ゲルとは何らかの(高分子などの)ネットワークによって、本来は低粘度の溶媒(水など)を不動化した系です。したがって、α型結晶によって水が不動化された本系はαゲルと呼ばれます。水の濃度が最大95%位でも全体を均一にゲル化できる場合があります。

高級アルコールの代わりに直鎖脂肪酸モノグリセリドでもOKです。界面活性剤と組合わせる成分の必須条件は、まずは、両親媒性物質であることです。次に、界面活性剤の親油基と並んだ時に共に結晶化しやすい親油基を有していること。そして、やや親水性の界面活性剤と混ざったときに混合HLB(親水-親油バランス)が中間的になること、つまり界面活性助剤的なやや親油的なHLBを有する成分であることも重要です。以上の条件から気づかれた方もいると思いますが、界面活性剤自体が適切なHLBを持っていて結晶化しやすければ、界面活性剤と水だけの系でも生成します。この事実は意外と知られていません。

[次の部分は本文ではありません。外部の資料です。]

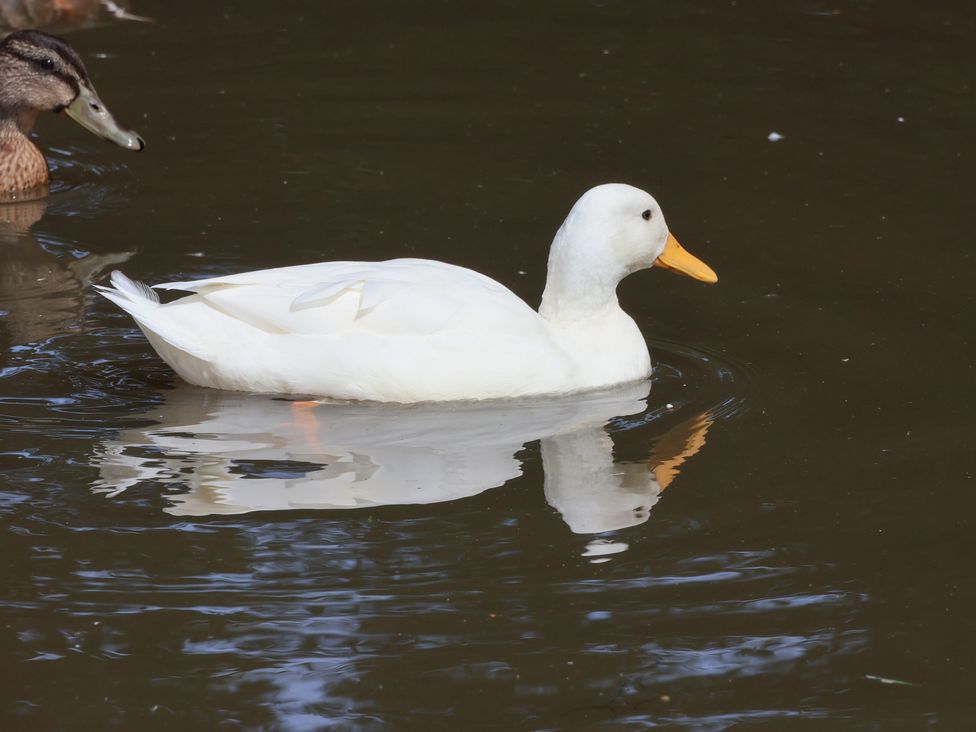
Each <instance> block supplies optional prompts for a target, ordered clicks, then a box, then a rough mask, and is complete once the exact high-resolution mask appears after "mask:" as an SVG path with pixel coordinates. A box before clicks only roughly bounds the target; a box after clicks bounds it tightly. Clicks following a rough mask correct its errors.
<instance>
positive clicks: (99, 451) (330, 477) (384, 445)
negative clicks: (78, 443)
mask: <svg viewBox="0 0 976 732" xmlns="http://www.w3.org/2000/svg"><path fill="white" fill-rule="evenodd" d="M648 390H649V385H648V384H646V383H640V384H631V385H628V386H626V387H622V388H617V389H614V390H610V391H603V392H599V393H596V394H590V395H586V396H581V397H575V398H563V399H554V400H526V401H521V402H495V403H487V404H453V405H446V404H421V405H412V406H393V405H377V404H369V405H367V404H340V403H322V402H300V401H287V400H280V399H271V398H268V397H262V396H259V395H249V394H235V393H226V392H215V391H213V390H209V389H198V388H194V387H190V386H181V387H179V388H177V389H175V390H174V391H172V392H169V393H168V394H167V395H166V400H165V402H164V403H163V404H161V405H160V406H159V407H157V408H156V410H155V411H154V412H151V413H150V414H148V415H146V416H147V418H148V419H151V420H152V421H153V422H154V424H153V425H151V426H149V427H139V428H130V429H126V430H123V431H122V432H121V433H120V434H119V436H118V438H117V439H115V440H112V441H107V442H105V443H103V444H102V445H100V446H99V447H98V448H97V450H96V454H95V459H94V462H95V464H96V465H97V467H98V469H99V479H98V481H97V483H96V484H95V487H94V489H95V490H96V491H97V492H101V493H105V494H107V495H109V496H115V495H118V494H120V493H121V492H123V491H125V490H126V489H128V488H131V487H133V486H136V485H138V484H141V483H144V482H147V481H154V482H159V483H162V484H164V485H168V486H171V487H173V488H178V489H180V490H181V491H182V492H179V493H176V494H173V495H171V496H170V500H171V504H170V505H169V506H168V507H167V509H166V511H167V512H168V513H170V514H173V515H177V516H207V515H215V514H240V513H246V512H250V511H275V510H292V509H347V508H360V507H367V506H385V505H394V504H396V505H407V504H428V503H438V502H442V501H451V500H456V499H459V498H466V497H469V496H474V495H477V494H478V493H481V492H483V491H485V490H487V489H489V488H493V487H496V486H500V485H502V484H504V483H505V482H507V481H508V480H511V479H512V478H515V477H517V476H519V475H521V473H522V464H521V461H520V460H519V459H518V458H517V457H516V455H517V453H518V452H519V451H520V450H522V448H523V447H524V446H525V444H526V443H529V442H532V441H534V440H541V445H542V460H543V467H544V470H545V475H546V477H545V495H546V499H547V500H548V502H549V503H550V504H551V505H552V506H553V507H554V508H555V509H556V510H557V511H559V513H560V514H561V515H562V517H563V520H564V521H565V522H566V523H567V524H568V525H569V528H570V529H571V530H572V531H573V532H576V533H584V534H593V533H599V532H603V531H609V530H613V529H620V528H625V527H628V526H633V525H635V524H639V523H642V522H644V521H646V520H647V518H648V515H649V511H650V508H651V507H652V506H653V505H654V504H655V503H656V502H657V500H658V498H659V496H660V494H661V492H662V491H663V490H664V489H665V488H666V487H667V485H668V484H669V483H670V482H671V481H672V480H673V479H674V476H675V475H676V471H677V466H678V465H680V463H681V462H682V461H683V460H685V459H687V458H688V457H690V456H691V455H693V454H694V453H696V452H697V451H698V450H699V449H700V448H701V446H702V445H703V444H704V439H705V433H706V432H707V431H708V427H709V425H710V424H711V417H710V416H709V415H708V413H703V414H700V415H697V416H696V417H695V418H694V419H692V420H688V421H686V422H684V423H682V424H681V425H678V426H676V427H674V428H672V430H670V431H669V432H668V433H667V434H666V435H664V436H661V437H660V438H658V439H657V440H656V443H655V448H654V450H653V452H652V457H651V460H650V462H649V463H645V462H641V463H618V462H614V459H613V441H612V440H611V437H610V435H609V434H608V433H607V431H606V430H605V429H604V427H605V425H606V424H607V422H608V421H609V420H611V419H612V418H614V417H620V416H626V415H634V414H639V413H642V412H644V411H645V410H646V408H647V404H646V402H645V399H646V397H647V394H648ZM187 489H188V490H187Z"/></svg>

α型結晶は二面性をもった面白い状態です。「結晶としての性質と会合体としての性質」「平衡的な挙動と非平衡的と思わせる挙動」などが観察されます。これらの二面性のどちらの側に立って研究するかによって結論が変わってしまうことがあり、そのために系統立てて理解しにくいという事情があります。これについて解説するととても長くなってしまうので、この辺で終わりにしておきます。

興味のある方とは学会などでお会いしたときに、ぜひ議論をさせていただきたいです。

 

毎日のシャンプー後にコンデを使用する際に、結晶のネットワークによって粘度が出ていることを想像していただくと、化粧品の不思議や面白さが実感できるのではないでしょうか。